2020-10-03 Thread Ryosuke Niwa
On Sat, Oct 3, 2020 at 2:25 AM Adrien Destugues
 wrote:
>
> On Fri, Oct 02, 2020 at 07:05:21PM -0500, Michael Catanzaro wrote:
> > > I realize that Gerrit might not integrate at all with hosting the repo
> > > on Github, but has any thought been given to this aspect of the
> > > transition?
> >
> > That sounds like it would be a significant barrier to contribution, and
> > frankly defeat the point of switching. If we have serious concerns with
> > GitHub's code review functionality (which, again, I'm not familiar with),
> > then we should just use GitLab and have everything in one place. (GitLab
> > accepts GitHub logins via OAuth, both on gitlab.com and self-hosted
> > instances, so the barrier to contributing remains low either way.)
>
> Gerrit accepts GitHub and other OAuth providers as well, so that's not a
> problem.
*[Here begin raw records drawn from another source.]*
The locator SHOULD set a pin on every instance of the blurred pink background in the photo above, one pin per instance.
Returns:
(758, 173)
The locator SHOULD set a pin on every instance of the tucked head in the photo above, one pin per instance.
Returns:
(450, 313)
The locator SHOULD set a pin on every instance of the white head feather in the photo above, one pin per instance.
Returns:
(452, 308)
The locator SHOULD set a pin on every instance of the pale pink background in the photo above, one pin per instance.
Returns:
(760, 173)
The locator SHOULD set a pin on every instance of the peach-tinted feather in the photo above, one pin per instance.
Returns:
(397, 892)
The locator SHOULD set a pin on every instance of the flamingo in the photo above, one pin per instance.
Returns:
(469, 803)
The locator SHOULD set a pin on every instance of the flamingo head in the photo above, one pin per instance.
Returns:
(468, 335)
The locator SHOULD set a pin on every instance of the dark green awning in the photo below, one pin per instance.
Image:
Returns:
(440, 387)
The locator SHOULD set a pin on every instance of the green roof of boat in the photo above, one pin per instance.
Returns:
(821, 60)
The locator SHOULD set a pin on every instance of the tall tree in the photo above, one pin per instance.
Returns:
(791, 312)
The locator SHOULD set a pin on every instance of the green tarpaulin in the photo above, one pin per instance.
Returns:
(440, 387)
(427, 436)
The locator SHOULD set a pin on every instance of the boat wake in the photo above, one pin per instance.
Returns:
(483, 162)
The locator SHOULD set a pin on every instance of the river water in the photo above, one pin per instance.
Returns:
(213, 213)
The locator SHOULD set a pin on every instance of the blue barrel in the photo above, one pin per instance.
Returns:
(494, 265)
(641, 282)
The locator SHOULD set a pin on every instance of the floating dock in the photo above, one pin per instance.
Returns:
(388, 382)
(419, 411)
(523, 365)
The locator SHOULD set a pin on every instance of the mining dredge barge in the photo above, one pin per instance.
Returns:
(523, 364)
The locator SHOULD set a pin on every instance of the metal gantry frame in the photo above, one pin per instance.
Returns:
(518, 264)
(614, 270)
We have been using this for Haiku code reviews for a few years
> now, and interestingly we got some complaints from people who don't want
> to have a Github account (for various reasons) and won't use our code
> review tool because of that.
>
> I think the integration referred to was rather in terms of having
> reviews synchronized between Gerrit and Github pull requests, which is
> also possible, but I think if the point is to use Github, it doesn't
> work this way: if your workflow is too different from the standard way
> to use Github, people will still be confused by it and it will still be
> a barrier to contribution.

But using Gerrit would make that situation any better either.

> I think having to create an account on a website isn't the main thing
> preventing people to contribute anyway? It's more about having to use
> project-specific tools to prepare the patch for submission (in the case
> of WebKit, having to write the commit message in the Changelog file, for
> example).

It's about all those things. We've definitely heard of people
complaining or refusing to create a Bugzilla account to report bugs.
I've gotta say I'm very much concerned about getting rid of change
logs when we move to Git. We put a lot of useful information about
what was causing the bug, how we fixed it, and why we fixed the way we
did in a change log. I've seen a few projects which transitioned to
Git and somehow lost the rigor in maintaining an equally high quality
commit message, partly because most code review tools don't let you
add inline comments to commit messages.